Schultz Joachim E
Pharmazeutisches Institut der Universität Tübingen, Morgenstelle 8, Tübingen, 72076, Germany.
Handb Exp Pharmacol. 2009(191):93-109. doi: 10.1007/978-3-540-68964-5_6.
The GAF domain is a small-molecule-binding-domain (SMBD) identified in >7400 proteins. However, mostly the ligands are unknown. Here we mainly deal with regulatory N-terminal tandem GAF domains, GAF-A and GAF-B, of four mammalian phosphodiesterases (PDEs) and of two cyanobacterial adenylyl cyclases (ACs) which bind cyclic nucleotides. These tandem GAFs are preceded by N-terminal sequences of variable lengths and a function of their own. In mammals, GAF domains are found only in cyclic nucleotide PDEs 2, 5, 6, 10, and 11. cAMP is the ligand for phosphodiesterase 10, cGMP for the others. Two cyanobacterial ACs, CyaB1 and 2, carry regulatory cAMP-binding tandem GAF domains which are similar in sequence to the mammalian ones. These tandem GAF domains have a prominent NKFDE motif which contributes to ligand binding in an as yet unknown manner. Contradicting structures (parallel vs. antiparallel) are available for the tandem GAF domains of PDE 2 and AC CyaB2. In addition, the structures of phosphodiesterase 5 and 10 GAF monomers with bound ligands have been solved. In all instances, cyclic nucleotide binding involves specific protein-ligand interactions within a tightly closed binding pocket and minimal solvent exposure of the ligand. The PDE tandem GAF domains can functionally substitute for the tandem of the cyanobacterial AC CyaB1; e.g. cGMP-regulation is grafted onto the AC using tandem GAFs from PDEs 2, 5 and 11. Studies of GAF domain-regulated PDEs are hampered by the identities of regulator and substrate molecules. Using AC CyaB1 as a reporter which uses ATP as a substrate solves this issue and makes the tandem GAF domains of mammalian PDEs available for detailed kinetic and mechanistic studies. In addition, drugs which potentially act on PDE regulatory domains may be assayed with such a novel test system.

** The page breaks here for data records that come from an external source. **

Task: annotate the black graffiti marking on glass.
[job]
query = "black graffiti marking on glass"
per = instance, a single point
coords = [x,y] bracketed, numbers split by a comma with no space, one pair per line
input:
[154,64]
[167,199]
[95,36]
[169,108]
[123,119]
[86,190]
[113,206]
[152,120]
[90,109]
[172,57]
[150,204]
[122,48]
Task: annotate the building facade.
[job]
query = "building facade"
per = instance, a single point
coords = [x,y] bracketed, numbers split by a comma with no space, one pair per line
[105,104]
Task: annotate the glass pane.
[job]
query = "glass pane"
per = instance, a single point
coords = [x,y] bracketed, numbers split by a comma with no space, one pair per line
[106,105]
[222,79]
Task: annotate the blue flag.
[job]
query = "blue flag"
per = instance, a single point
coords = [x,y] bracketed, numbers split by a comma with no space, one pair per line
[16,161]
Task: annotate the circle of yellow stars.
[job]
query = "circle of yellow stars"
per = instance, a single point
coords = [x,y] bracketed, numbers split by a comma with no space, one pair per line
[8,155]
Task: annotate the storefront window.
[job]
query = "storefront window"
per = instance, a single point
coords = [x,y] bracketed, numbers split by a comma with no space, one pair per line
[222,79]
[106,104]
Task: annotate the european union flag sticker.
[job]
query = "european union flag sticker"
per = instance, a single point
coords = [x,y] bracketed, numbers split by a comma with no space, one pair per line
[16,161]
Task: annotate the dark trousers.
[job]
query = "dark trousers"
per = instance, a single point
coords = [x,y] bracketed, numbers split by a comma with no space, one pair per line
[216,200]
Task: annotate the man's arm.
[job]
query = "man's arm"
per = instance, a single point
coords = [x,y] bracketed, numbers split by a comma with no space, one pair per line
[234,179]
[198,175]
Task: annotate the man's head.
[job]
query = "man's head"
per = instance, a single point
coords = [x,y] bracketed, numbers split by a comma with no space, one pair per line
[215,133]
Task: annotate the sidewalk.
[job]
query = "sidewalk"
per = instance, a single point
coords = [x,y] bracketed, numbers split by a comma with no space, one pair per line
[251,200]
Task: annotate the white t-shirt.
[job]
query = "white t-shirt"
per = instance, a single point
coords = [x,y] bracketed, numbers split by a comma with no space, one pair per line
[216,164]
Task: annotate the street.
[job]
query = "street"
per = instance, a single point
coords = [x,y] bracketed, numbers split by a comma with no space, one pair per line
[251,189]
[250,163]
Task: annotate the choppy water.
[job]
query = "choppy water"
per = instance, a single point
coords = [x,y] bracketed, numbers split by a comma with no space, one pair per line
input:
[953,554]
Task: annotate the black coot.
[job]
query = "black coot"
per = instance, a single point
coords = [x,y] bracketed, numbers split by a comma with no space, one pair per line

GAF结构域是在7400多种蛋白质中鉴定出的一种小分子结合结构域(SMBD)。然而,大多数情况下其配体尚不清楚。在此,我们主要研究四种哺乳动物磷酸二酯酶(PDE)和两种蓝藻腺苷酸环化酶(AC)的调节性N端串联GAF结构域GAF-A和GAF-B,它们可结合环核苷酸。这些串联GAF结构域之前是长度可变的N端序列且具有自身功能。在哺乳动物中,GAF结构域仅存在于环核苷酸磷酸二酯酶2、5、6、10和11中。cAMP是磷酸二酯酶10的配体,cGMP是其他磷酸二酯酶的配体。两种蓝藻AC,即CyaB1和2,携带调节性cAMP结合串联GAF结构域,其序列与哺乳动物的相似。这些串联GAF结构域有一个突出的NKFDE基序,它以一种尚不清楚的方式有助于配体结合。PDE 2和AC CyaB2的串联GAF结构域存在相互矛盾的结构(平行与反平行)。此外,已解析出结合配体的磷酸二酯酶5和10 GAF单体的结构。在所有情况下,环核苷酸结合涉及紧密封闭的结合口袋内特定的蛋白质-配体相互作用以及配体最小程度的溶剂暴露。PDE串联GAF结构域在功能上可替代蓝藻AC CyaB1的串联结构域;例如,使用来自PDE 2、5和11的串联GAF结构域可将cGMP调节嫁接到AC上。对GAF结构域调节的PDE的研究因调节分子和底物分子的特性而受阻。使用以ATP为底物的AC CyaB1作为报告分子解决了这个问题,并使哺乳动物PDE的串联GAF结构域可用于详细的动力学和机制研究。此外,可能作用于PDE调节结构域的药物可用这样一种新型测试系统进行检测。